SQLite-backed KV store (Rust+PyO3) for large media blobs with structured data support

Project description

KohakuVault

High-performance, SQLite-backed storage with dual interfaces: dict-like for blobs (key-value) and list-like for sequences (columnar).
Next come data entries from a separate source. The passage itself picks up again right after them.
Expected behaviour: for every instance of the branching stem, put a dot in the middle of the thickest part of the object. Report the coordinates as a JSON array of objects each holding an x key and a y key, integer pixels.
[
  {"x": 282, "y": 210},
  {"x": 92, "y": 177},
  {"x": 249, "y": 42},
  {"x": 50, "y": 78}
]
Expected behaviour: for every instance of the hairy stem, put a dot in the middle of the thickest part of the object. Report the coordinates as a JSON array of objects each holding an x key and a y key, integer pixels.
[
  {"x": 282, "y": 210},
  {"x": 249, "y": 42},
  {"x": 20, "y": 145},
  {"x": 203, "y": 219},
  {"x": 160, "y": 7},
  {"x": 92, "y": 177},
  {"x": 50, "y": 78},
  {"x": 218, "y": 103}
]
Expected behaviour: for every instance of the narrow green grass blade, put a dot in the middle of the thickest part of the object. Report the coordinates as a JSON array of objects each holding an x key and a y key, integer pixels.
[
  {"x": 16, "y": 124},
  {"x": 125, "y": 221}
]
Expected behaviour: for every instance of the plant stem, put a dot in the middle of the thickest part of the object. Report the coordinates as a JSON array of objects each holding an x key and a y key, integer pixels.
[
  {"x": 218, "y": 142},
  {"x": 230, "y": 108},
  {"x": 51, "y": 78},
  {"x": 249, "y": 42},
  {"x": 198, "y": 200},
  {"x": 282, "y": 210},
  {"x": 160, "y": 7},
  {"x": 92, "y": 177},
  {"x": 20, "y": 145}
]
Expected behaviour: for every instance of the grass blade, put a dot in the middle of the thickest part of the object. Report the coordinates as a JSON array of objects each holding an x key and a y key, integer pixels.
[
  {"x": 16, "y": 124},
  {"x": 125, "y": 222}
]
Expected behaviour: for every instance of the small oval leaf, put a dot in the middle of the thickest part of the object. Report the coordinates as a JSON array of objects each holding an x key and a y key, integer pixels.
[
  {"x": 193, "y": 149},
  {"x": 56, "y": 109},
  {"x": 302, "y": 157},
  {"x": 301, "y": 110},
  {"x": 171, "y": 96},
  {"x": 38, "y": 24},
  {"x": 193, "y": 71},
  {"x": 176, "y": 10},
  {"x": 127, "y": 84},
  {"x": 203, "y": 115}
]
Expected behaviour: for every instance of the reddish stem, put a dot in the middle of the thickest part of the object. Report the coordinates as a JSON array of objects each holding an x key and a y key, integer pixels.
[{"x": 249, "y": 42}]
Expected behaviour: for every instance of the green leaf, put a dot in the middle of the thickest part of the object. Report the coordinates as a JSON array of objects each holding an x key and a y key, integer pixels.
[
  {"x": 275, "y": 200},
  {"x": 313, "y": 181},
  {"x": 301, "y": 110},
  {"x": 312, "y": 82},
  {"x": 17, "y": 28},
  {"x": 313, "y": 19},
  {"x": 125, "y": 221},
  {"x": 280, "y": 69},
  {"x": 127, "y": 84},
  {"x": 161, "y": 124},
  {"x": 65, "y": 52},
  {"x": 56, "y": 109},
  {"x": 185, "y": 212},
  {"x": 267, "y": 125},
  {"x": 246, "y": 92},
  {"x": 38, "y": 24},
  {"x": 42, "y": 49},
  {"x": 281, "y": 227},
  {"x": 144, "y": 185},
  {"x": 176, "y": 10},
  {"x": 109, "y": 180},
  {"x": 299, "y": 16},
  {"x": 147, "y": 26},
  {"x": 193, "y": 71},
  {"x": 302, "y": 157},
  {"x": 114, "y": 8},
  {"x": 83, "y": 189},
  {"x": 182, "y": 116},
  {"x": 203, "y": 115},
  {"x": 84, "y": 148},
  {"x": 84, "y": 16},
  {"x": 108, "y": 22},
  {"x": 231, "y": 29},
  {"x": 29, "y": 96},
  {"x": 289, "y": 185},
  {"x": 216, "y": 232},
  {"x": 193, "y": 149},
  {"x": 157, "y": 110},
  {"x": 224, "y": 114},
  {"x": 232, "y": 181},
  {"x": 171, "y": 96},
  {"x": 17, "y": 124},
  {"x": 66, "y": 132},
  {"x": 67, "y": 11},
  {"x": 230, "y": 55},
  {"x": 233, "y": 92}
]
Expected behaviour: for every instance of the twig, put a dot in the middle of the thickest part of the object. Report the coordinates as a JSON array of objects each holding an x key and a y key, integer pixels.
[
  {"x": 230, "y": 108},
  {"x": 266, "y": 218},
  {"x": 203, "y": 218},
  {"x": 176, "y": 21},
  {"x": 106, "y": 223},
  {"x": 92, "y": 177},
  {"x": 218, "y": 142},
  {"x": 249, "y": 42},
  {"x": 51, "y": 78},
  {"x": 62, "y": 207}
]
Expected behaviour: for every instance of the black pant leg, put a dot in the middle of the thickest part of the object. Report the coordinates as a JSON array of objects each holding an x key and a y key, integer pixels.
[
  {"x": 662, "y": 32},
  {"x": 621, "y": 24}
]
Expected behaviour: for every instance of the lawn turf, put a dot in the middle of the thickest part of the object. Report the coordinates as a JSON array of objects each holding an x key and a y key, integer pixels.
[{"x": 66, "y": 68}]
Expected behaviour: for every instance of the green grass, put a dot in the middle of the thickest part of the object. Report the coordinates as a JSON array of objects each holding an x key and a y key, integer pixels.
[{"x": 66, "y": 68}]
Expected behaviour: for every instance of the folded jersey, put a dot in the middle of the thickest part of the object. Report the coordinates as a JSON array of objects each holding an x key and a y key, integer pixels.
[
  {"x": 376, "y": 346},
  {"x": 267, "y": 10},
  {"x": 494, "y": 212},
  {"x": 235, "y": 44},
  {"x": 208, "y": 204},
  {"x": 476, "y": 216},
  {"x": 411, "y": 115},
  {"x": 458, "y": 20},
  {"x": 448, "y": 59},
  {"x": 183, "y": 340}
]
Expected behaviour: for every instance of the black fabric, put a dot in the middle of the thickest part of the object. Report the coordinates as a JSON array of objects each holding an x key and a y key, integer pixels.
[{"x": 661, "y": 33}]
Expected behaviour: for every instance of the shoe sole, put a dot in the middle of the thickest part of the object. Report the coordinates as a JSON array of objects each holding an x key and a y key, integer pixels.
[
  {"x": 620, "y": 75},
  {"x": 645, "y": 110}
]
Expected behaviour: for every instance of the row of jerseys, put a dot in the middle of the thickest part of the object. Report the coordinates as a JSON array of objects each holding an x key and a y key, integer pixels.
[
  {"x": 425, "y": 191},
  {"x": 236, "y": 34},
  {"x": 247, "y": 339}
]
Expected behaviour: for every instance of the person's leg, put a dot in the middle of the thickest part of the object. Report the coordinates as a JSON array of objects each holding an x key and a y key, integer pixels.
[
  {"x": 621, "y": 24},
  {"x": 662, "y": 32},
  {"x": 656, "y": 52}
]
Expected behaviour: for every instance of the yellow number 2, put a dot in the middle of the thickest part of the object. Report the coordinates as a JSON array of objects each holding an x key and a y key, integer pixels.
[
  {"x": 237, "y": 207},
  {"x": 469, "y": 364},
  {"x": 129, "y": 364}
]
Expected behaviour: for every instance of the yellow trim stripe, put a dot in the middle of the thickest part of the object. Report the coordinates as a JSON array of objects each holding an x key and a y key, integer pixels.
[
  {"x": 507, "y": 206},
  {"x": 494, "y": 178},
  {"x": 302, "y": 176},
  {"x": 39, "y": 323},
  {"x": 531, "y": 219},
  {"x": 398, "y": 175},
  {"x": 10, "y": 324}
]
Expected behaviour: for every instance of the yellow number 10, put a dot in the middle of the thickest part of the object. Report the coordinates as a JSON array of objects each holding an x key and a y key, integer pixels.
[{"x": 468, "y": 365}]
Rust core with Pythonic APIs.

Quick Start

pip install kohakuvault

KV Store - Dict-like interface for binary blobs (images, videos, documents):

from kohakuvault import KVault

vault = KVault("data.db")
vault["image:123"] = image_bytes
vault["video:456"] = video_bytes
data = vault["image:123"]

# Bulk writes with smart caching (NEW in v0.2.2!)
with vault.cache(64*1024*1024):
    for i in range(10000):
        vault[f"key:{i}"] = data
# Auto-flushes on exit!

Columnar Storage - List-like interface for typed sequences (timeseries, logs, events):

from kohakuvault import ColumnVault

cv = ColumnVault("data.db")

# Primitives
cv.create_column("temperatures", "f64")
temps = cv["temperatures"]
temps.extend([23.5, 24.1, 25.0])
print(temps[0])  # 23.5

# High-performance bulk writes with cache (NEW in v0.4.1!)
with temps.cache():
    for temp in sensor_readings:
        temps.append(temp)  # 10-100x faster!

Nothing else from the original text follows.